10.29.2011

Gaelic Football from the Shtars

Here I have attempted to polarize the glamour with which the EPL is beamed around the globe and present Gaelic football with the resultant anti-glamour. I give you an alternative to the shimmering finery of the Premier League…

The fine Irish lads kicked and thumped the heavy leather ball to each other amidst the poverty stricken deeply depressed Sunday morning wind. Shivering, miserable and alive with national pride they watched as the ball fell short of someones outstretched pink cold hands and walloped into the muck with a dismal smack of latent Catholic guilt. The strapping Irish lads stood motionless. The ball sat half covered in the mire, looking up, like a spoilt disabled sibling who never helps themselves back into their wheelchair when they fall out. Big expectant eyes saying I can wait all day.

The small group was confined to a section of pitch near the corner. Judging by their current location it’d take them a good two days walk to reach the goalposts and then the same distance again to see the clean clothes and icy shower/toilet/paint shed of the changing rooms.

Their trainer thrust his arms this way and that, a monolithic dark silhouette against the raging war of greys that clashed on the rippling sky. Pride! The county! Win! Match! Community! His words barked with all the subtlety of a whirring chainsaw hitting a cast iron radiator.

The rain came in sheets, dropping like panes of glass, shattering across the muck war painted heads of the few groggy teenagers out for the training. All sets of eyes but one were focused on the brown slop. All sets of eyes weighed down with the sheer joy of this exhilarating technically rewarding game but one. All sets of eyes rimmed with tears, the liquidation of fun running freely from their ducts but one. All sets of eyes squidgy orbs of tangible misery but one.

That one set of rebellious eyes belonged to Young Michael Cusack Collins O’Halpin Og. For his eyes were fiery spheres of splendid exhilaration. Unperturbed by the obviously ridiculous conditions he powered on in his shorts that lived up to their name so well, they didn’t even come down to his waist. So with his scaldy, freckly pink irish mickey swinging all over the shop he leapt and panted and caught the ball and kicked it high into the air and jumped high off the ground and caught it and fought with the wind and relished the elemental force of Ireland dropkicking him straight into his big Gaelic loving face repeatedly for the hour training had been on.

As he hoofed the ball directly into the rain dripping grey infinity he let his mind wander and his dreams unfurl. Would it be ten years into the future? Even five? He would be getting his hands on the Sam Maguire trophy. Holding it aloft in a packed to the rafters Croke Park, spitting the few wordeens of Irish at the masses gathered to see him. Michael! Michael! They would chant waving jerseys above their heads. And he would make eye contact with each and everyone one of them during his heart lifting speech about community and victory and the county and pride and the match and winning. The contest would go down in history as a tactical masterclass as Michaels teams tactics meant they kicked bigger longer harder balls further and higher up into the sky than the other team could manage. Check mate.

That night a lovely girleen in a county jersey and nathing else would hand feed him the finest of spuds as they listened to Marty Morrissey Dissect the match on the telly. Some day he told himself, some day, as the ball returned from the murky void.

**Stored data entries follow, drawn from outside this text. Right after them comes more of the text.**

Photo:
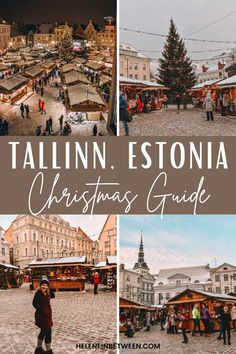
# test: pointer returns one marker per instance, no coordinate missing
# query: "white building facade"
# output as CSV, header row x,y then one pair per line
x,y
134,64
224,279
171,282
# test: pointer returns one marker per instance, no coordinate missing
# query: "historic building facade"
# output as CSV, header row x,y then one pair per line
x,y
108,238
137,284
224,279
90,32
134,64
5,35
60,31
4,248
107,36
171,282
47,236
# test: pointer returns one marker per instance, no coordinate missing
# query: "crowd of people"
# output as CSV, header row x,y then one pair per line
x,y
173,321
4,125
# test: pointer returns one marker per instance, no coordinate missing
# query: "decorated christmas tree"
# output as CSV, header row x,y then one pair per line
x,y
66,50
175,71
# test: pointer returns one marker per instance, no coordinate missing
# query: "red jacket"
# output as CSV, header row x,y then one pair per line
x,y
96,279
184,320
43,313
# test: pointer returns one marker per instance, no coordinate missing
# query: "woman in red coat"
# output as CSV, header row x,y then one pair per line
x,y
43,316
184,325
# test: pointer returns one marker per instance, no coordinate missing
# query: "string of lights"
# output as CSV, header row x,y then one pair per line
x,y
211,23
165,36
191,51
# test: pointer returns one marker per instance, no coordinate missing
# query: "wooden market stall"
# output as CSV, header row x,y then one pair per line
x,y
229,85
142,90
74,77
188,298
199,92
13,88
10,276
34,72
84,98
64,273
108,272
134,311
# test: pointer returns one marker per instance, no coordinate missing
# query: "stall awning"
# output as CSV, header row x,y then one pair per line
x,y
186,301
123,306
51,262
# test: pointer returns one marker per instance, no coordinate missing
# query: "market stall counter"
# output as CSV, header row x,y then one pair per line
x,y
188,298
10,276
66,273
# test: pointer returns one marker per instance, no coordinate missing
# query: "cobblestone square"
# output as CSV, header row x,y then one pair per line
x,y
78,318
54,108
172,344
171,122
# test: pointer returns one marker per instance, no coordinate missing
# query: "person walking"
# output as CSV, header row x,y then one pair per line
x,y
96,281
124,114
50,123
22,109
185,100
95,130
40,105
38,130
178,101
206,320
208,105
5,127
226,102
43,316
184,325
148,318
219,313
27,110
196,320
226,319
61,119
43,110
233,316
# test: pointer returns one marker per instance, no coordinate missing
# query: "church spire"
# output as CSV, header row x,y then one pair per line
x,y
141,264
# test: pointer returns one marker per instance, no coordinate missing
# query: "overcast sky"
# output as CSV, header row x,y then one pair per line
x,y
91,227
154,16
178,240
75,11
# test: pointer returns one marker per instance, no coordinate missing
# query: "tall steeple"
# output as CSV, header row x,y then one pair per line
x,y
141,265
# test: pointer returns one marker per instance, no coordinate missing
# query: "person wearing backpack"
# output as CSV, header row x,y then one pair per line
x,y
43,316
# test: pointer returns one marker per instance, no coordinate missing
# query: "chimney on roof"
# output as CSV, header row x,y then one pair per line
x,y
221,65
204,68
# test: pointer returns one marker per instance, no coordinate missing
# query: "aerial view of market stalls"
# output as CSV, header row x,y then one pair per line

Michael Og looked around and couldn’t spot the rest of the lads. They must have finished training early. He made the long arduous trek to the changing room. Inside, swaying gently from the rafters were his team mates. The pride and tactical pleasure that was to be found at the core of the sport had proven too much for them. They had taken their own lives. Michaels eyes fell to the floor. What would they do for the Championship now? With fourteen dead team mates the parish couldn’t compete in the match. But sure he was tougher than last year when the exact same thing had happened. They had worked through it. The beauty and joy of gaelic football was too much for some people. He sat on the bench and started working out tactics for him lining out against another team. If he played in midfield and kicked the ball really hard and ran and then caught it he could work his way up the pitch. Just then his trainer interrupted his complicated tactical meditiation.

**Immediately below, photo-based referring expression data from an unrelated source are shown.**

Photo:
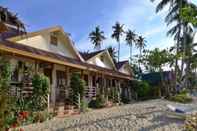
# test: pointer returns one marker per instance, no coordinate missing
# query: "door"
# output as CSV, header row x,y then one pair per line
x,y
48,73
61,86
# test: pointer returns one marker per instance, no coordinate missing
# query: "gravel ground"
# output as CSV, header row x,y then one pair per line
x,y
143,116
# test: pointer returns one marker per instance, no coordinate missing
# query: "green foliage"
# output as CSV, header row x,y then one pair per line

‘Michael Og, the lads have done themselves in’ he said as he pointed to the fourteen gently swaying young fellas right beside where they stood. Michael nodded. The trainer spoke again.

‘Good news though, the team we were playing have ALL done themselves in. So we have a bye into the next round. We’re through Micky! The parish will be proud’ and with that he pressed play on the dressing room boom box and Europe ‘The Final Countdown’ filled the space between the muck, crumpled odd boots, hanging dead bodies and Michael Og and his gaelic trainer. They were through to the next round of the championship. Gaelic, the life blood of the parish, lived on.